Wednesday, December 7, 2022

31 Days Of CCS, #7: Gabrielle Tinnirello, Carl Antonowicz & Reilly Hadden

This post will cover a few shorter comics by interesting young CCS cartoonists. 


Gabrielle's Pocket Book, by Gabrielle Tinnirello, is a small (4" x 2.5"), landscape-formatted mini that's an excellent example of her highly decorative style that surrounds all of her drawings. This is a clever meta-assignment for CCS that includes elements of things she was supposed to talk about as well as taking the original instructions and turning them into something different. There is an essential cuteness to this that seems simple on the surface because of the approachable and cheery line, but Tinnirello's integration of word and image is actually quite sophisticated and balanced. This mini feels like a proof of concept for a longer work, and the other comics I've seen from her employ this same mix of dense imagery layered from clear line art and elegant, decorative touches. Eventually, I hope that she works bigger and continues to work in color; it will help her work breathe a bit more without losing its impact. 


Kricket The Cat (Spring-Summer 2022), by Reilly Hadden. Hadden's latest Kricket comics are some of their best. Going the black-and-white route paid off, as the strip got re-energized for this extended story. The right balance for Kricket is providing a satisfying 4-panel punchline on every page while also connecting them for a longer narrative. That's exactly what Hadden achieves here, as the perpetually put-upon Kricket takes a photo of a rare Steahorsus, only to lose his camera to a bird flying to Forbidden Island. Hadden is able to bring a number of recurring characters (apart from Kricket, there's also the hat-wearing Louise and the ingeniously-designed Old Man Catfish) who need no special introductions to understand. There's a clarity of narrative here that allows Hadden to occasionally go off on a tangent, but Kricket's central motivation is a through-line that provides a solid structure for all of the foolishness. If John Porcellino drew a funny-animal series, it would look something like this. 
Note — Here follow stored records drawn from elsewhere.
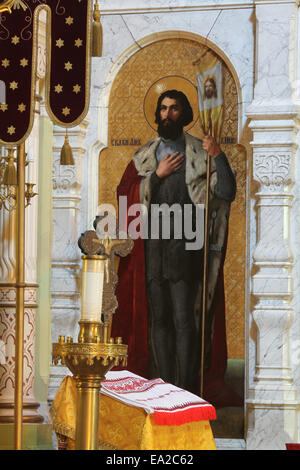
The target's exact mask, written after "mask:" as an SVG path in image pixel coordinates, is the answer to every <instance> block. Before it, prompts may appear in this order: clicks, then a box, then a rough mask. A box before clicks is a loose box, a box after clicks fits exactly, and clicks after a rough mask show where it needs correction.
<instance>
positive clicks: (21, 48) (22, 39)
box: [0, 0, 92, 145]
mask: <svg viewBox="0 0 300 470" xmlns="http://www.w3.org/2000/svg"><path fill="white" fill-rule="evenodd" d="M2 5H4V6H7V7H8V11H4V12H2V13H0V142H2V143H4V144H10V145H16V144H20V143H21V142H23V141H24V140H25V139H26V138H27V137H28V135H29V133H30V131H31V128H32V124H33V112H34V93H35V77H36V57H37V27H38V14H39V12H40V10H41V9H42V8H45V9H46V10H47V12H48V20H47V73H46V87H47V96H46V102H47V108H48V112H49V115H50V117H51V118H52V120H53V121H54V122H55V123H56V124H59V125H61V126H64V127H72V126H76V125H77V124H79V122H81V121H82V119H83V118H84V117H85V115H86V113H87V111H88V106H89V80H90V57H91V53H90V50H91V21H92V14H91V8H92V0H5V1H2V2H1V0H0V10H1V6H2ZM9 10H10V11H11V12H10V11H9Z"/></svg>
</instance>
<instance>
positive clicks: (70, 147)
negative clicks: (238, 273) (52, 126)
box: [60, 134, 74, 165]
mask: <svg viewBox="0 0 300 470" xmlns="http://www.w3.org/2000/svg"><path fill="white" fill-rule="evenodd" d="M60 164H61V165H74V158H73V153H72V148H71V146H70V143H69V137H68V134H66V136H65V143H64V145H63V147H62V149H61V153H60Z"/></svg>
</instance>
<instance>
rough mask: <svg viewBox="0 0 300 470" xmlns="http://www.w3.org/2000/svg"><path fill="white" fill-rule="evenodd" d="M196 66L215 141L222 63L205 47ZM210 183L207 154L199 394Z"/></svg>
mask: <svg viewBox="0 0 300 470" xmlns="http://www.w3.org/2000/svg"><path fill="white" fill-rule="evenodd" d="M193 65H195V66H197V91H198V104H199V121H200V125H201V128H202V129H203V132H204V134H205V135H206V136H207V135H208V136H213V137H214V138H215V139H216V141H217V142H218V141H219V139H220V133H221V128H222V123H223V93H222V64H221V62H220V61H219V60H218V58H217V57H216V56H215V55H213V54H211V53H209V50H208V49H207V50H206V51H205V52H204V53H203V54H202V55H201V57H200V58H199V59H198V60H196V61H195V62H194V64H193ZM210 183H211V157H210V155H209V154H208V153H207V155H206V196H205V222H204V254H203V287H202V321H201V369H200V395H201V396H202V395H203V384H204V360H205V321H206V315H207V307H208V302H207V291H208V277H209V232H210V207H209V202H210Z"/></svg>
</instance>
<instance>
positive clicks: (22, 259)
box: [14, 143, 25, 450]
mask: <svg viewBox="0 0 300 470" xmlns="http://www.w3.org/2000/svg"><path fill="white" fill-rule="evenodd" d="M17 178H18V186H17V276H16V330H15V331H16V333H15V342H16V343H15V351H16V352H15V408H14V409H15V429H14V438H15V450H20V449H21V448H22V418H23V349H24V348H23V343H24V341H23V339H24V289H25V144H24V143H22V144H21V145H20V146H19V148H18V157H17Z"/></svg>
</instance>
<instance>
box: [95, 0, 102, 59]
mask: <svg viewBox="0 0 300 470" xmlns="http://www.w3.org/2000/svg"><path fill="white" fill-rule="evenodd" d="M100 16H101V15H100V10H99V6H98V2H97V1H96V3H95V5H94V12H93V18H94V21H93V43H92V56H93V57H101V56H102V36H103V35H102V25H101V23H100Z"/></svg>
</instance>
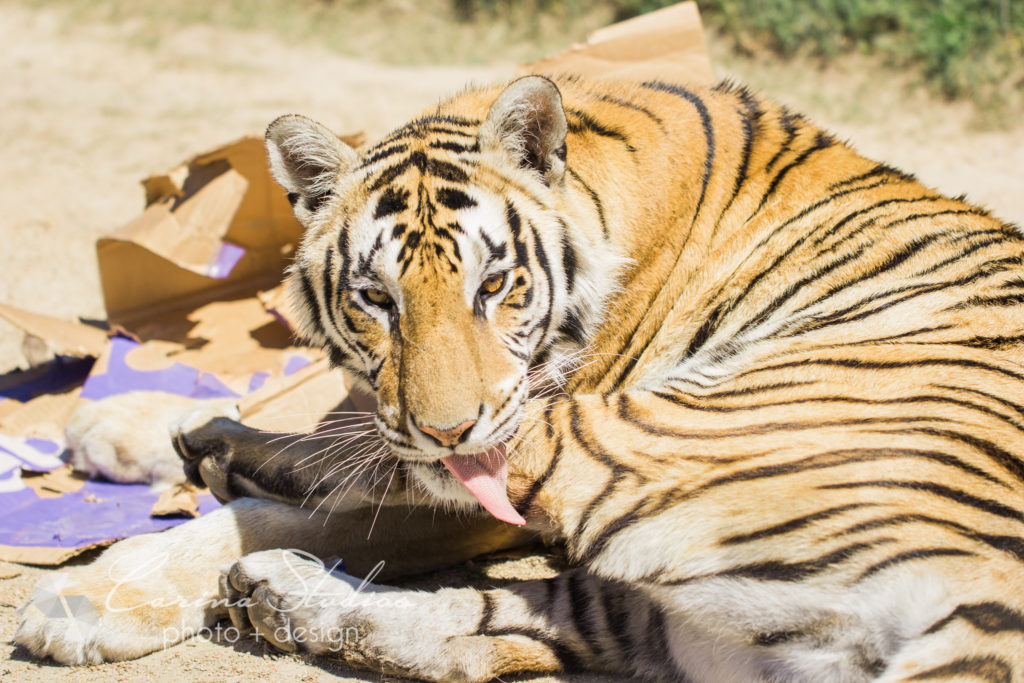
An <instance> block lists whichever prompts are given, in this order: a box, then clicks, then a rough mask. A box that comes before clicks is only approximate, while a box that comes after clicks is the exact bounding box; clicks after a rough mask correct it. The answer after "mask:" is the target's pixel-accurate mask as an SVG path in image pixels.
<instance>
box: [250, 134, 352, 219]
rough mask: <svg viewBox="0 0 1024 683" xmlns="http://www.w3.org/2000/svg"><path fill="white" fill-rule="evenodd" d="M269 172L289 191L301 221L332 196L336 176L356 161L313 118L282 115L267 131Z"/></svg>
mask: <svg viewBox="0 0 1024 683" xmlns="http://www.w3.org/2000/svg"><path fill="white" fill-rule="evenodd" d="M266 154H267V158H268V159H269V162H270V173H271V174H272V175H273V177H274V179H275V180H276V181H278V182H279V183H281V186H282V187H284V188H285V189H286V190H288V201H289V202H291V204H292V207H293V208H294V209H295V215H296V216H297V217H298V218H299V220H300V221H302V222H304V218H308V217H309V215H311V214H312V213H313V212H314V211H316V209H318V208H319V206H321V204H323V203H324V201H325V200H326V199H327V198H328V197H330V196H331V191H332V189H334V183H335V181H336V180H337V178H338V176H339V175H341V174H342V173H345V172H346V171H348V170H349V169H351V168H353V167H354V166H355V164H356V163H358V161H359V156H358V155H357V154H356V153H355V150H353V148H352V147H350V146H348V145H347V144H345V143H344V142H342V141H341V139H339V138H338V136H337V135H335V134H334V133H332V132H331V131H330V130H328V129H327V128H326V127H325V126H322V125H321V124H318V123H316V122H315V121H313V120H312V119H307V118H306V117H304V116H299V115H297V114H289V115H287V116H283V117H281V118H279V119H276V120H274V122H273V123H271V124H270V125H269V126H268V127H267V129H266Z"/></svg>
The Ardent SPX Preview, by Carl Antonowicz. This is the first twenty pages of Antonowicz's next book, and he's added a beautiful blue wash and added much more clarity to his line. Antonowicz likes telling fantasy stories steeped in grubby medieval imagery, meaning that there's a lot of rubble, debris, and decay. Not to mention usually disease and violence to boot. Visually, this has meant a gritty quality that teeters into messiness, but The Ardent features his usual line-up of themes with backgrounds that aren't quite as fussed over. Antonowicz lets his use of color do a lot of the job of adding weight and substance to each page, as well as giving his characters something to work off of. The story is about a devoted monk charged with taking the remains of one of his religion's beloved saints to her final resting place. The contrast between this monk's absolute faith with the rest of the order falling to pieces because the monastery is being sold off is hilarious and fits in nicely with Antonowicz's project of studying true believers in the face of all other evidence. I'm fascinated to see how the rest of the quest goes, especially since it seems the monk is either mute or has taken a vow of silence. 


Antonowicz also submitted Open Casket Soundstyem: Tomb Riddim, an anthology about different kinds of forbidden and foreboding tombs. "Riddim" is a reference to the instrumental portion of reggae and dancehall; or the vernacular version of "rhythm." This is exactly what Antonowicz is doing here: creating a storytelling rhythm with the neat trick of using a hidden protagonist: the tombs, or rather the forces that built each tomb, themselves. One is in a desert, drawing in pilgrims. Another is forgotten, in the center of a city. Another contains the remains of a dying god and is lethal to the living. Another reveals a horrible truth about the inhabitants of its city. And so on. It's akin to Bob Dylan once saying that each of the lines of "A Hard Rain's A-Gonna Fall" is in itself the first line of its own song. Antonowicz's thinking of comics as performance and music adds a richness to how he tells a story.